Meski sudah berlalu setahun, ketidakadilan yang mereka alami belum terselesaikan, dan perjuangan warga masih terus berlanjut.
Dewan Penasihat Pusat Studi Agraria Institut Pertanian Bogor University, Rina Mardiana, menyebut, penolakan warga Rempang terhadap proyek ini bukan tanpa alasan.

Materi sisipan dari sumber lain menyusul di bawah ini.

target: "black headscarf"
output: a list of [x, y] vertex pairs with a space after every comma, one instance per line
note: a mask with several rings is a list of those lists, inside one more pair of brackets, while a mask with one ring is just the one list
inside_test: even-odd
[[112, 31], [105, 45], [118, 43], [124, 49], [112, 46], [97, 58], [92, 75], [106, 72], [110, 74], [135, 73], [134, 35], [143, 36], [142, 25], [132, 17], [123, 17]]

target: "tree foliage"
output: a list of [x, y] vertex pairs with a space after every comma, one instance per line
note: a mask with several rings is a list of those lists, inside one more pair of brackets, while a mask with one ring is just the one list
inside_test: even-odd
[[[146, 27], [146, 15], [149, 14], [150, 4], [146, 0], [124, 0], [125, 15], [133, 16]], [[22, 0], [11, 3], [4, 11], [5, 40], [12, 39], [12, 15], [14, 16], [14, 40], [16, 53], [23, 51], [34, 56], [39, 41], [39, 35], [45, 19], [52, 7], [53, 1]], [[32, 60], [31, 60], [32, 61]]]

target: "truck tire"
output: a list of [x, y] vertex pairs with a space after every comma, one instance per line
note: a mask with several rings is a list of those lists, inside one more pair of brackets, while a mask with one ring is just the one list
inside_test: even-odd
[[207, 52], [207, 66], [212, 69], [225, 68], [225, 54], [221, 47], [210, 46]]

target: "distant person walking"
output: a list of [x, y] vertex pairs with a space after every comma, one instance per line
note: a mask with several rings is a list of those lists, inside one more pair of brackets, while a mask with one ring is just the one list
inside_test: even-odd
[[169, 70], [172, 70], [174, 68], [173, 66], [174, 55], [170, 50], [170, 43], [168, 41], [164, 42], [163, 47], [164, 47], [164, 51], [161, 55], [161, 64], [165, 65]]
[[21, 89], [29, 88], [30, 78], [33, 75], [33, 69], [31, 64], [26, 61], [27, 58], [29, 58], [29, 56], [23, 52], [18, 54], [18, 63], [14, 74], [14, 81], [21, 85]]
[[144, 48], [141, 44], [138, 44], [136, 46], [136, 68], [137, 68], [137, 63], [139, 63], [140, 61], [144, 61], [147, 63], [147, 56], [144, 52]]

Ada sejumlah faktor yang membuat warga menolak proyek Rempang Eco City, yang mengancam tidak hanya keberadaan tanah mereka, tetapi juga penghidupan dan hak-hak asasi mereka.
“Bagi masyarakat adat Melayu di Pulau Rempang, tanah bukan hanya tempat tinggal, tetapi juga bagian dari identitas budaya mereka yang diwariskan turun-temurun,” kata Rina, Kamis, 12 September 2024.
Relokasi paksa yang diusulkan oleh proyek ini akan memutus hubungan warga dengan tanah leluhur yang selama ini menjadi bagian dari warisan budaya mereka.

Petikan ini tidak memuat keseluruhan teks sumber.